I think the way we have our lives structured today; where we live very busy, insular lives means we do not pay that much attention to the plight of others unless it is to drop a coin into a collection tin or make a donation to Comic Relief to salve our consciences.
kaizen, Birmingham,
It would be nice if someone mentioned Henry Thornton. He was as important as Wilberforce, He was the money behind Wilberforce. He was also behind a lot of innovations in Banking. I have not seen anything about the fact the British taxpayer paid 20 Million to the slave owners for their slaves. I bellieve that would be about 1,000,000,000.pounds. I feel sure someone will correct me. Then there is the one hundred years of RN costs to enforce the ban. Including the war of 1812, and the bombardment of the ports of Brazil. That is a very small list of the things that Britain did to stamp out slavery of ALL races. The word slave comes from the Slavs, who were systematically 'milked' for hundreds of years. They were closer to the market!
Desmond Taylor, Houston, USA Texas
Pitt sustained, perhaps even articulated, what was Wilberforce's fame.

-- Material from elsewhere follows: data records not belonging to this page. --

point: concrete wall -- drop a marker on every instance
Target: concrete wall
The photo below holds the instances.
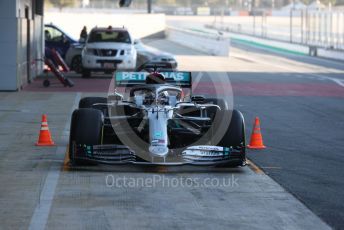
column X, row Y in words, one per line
column 8, row 45
column 21, row 44
column 207, row 43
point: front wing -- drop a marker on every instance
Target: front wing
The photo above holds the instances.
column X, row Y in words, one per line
column 194, row 155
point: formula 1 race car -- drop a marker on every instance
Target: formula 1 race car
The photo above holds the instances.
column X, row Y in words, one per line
column 153, row 121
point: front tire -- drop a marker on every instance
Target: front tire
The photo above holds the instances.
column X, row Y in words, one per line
column 86, row 128
column 77, row 64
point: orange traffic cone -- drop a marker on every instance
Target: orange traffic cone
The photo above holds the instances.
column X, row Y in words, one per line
column 256, row 137
column 44, row 135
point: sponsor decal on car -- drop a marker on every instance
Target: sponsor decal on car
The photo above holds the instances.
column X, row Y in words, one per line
column 141, row 76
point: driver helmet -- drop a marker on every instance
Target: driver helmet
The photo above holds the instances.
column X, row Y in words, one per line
column 155, row 78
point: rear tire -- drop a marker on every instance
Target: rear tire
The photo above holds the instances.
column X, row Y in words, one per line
column 86, row 128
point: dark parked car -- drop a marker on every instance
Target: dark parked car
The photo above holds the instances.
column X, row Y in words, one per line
column 151, row 56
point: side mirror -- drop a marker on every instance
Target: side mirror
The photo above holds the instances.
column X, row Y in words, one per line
column 124, row 3
column 198, row 99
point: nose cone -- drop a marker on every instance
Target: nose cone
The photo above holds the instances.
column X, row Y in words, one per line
column 158, row 151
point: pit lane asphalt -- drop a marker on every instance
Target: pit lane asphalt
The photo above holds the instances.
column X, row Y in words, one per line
column 299, row 100
column 82, row 199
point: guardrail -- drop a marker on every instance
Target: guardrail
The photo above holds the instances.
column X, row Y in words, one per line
column 322, row 28
column 211, row 44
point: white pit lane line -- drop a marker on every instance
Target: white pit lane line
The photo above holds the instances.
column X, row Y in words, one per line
column 41, row 214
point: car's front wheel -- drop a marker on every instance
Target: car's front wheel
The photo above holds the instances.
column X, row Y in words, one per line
column 86, row 129
column 76, row 64
column 86, row 73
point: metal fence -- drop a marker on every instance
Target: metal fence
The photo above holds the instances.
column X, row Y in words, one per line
column 314, row 28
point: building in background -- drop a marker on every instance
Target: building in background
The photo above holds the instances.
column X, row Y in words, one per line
column 21, row 42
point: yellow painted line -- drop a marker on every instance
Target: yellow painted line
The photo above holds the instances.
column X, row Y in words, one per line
column 254, row 167
column 65, row 167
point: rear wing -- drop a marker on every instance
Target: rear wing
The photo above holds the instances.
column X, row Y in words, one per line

Pitt took every opportunity to put the issue before Parliament and but for his untimely death may well have been the name on the legislation. We are reminded that Mansfield Park was built on slavery, an unquestioned, natural assimilation of prejudice and darkness because there is profit and leisure to be had. But today we have gone full circle. For Britain there is no forgetting; any attempt to say sorry to an amorphous mass, any pretence at understanding, even by the most empathetic voice is doomed to disaster as any reflection or sympathy for the condition of the times can only be like second-hand smoke. For people to profess sorrow for something that was beyond their knowledge, beyond their control is the worst sort of semantics. One could have issue with the condition of the working class throughout history, their transplantation and the cruel existence, but they at least got us to today.
Malcolm Turner, Alsager, England
Stalinist ruthlessness might be a bit of what this country needs to stop all this ignorance, rudeness, laziness that is plunging the UK again in the lowest league of countries. Time for another Thatcher?
Ferdie Roberts, London,
""It makes for fantastic history but I couldnt help but wonder if such a thing could happen today""
Of course it couldn't happen today, the Government takes no notice of the peoples views or concerns, look at the Road Pricing petition and how much effect that had on the 'Stalinists'.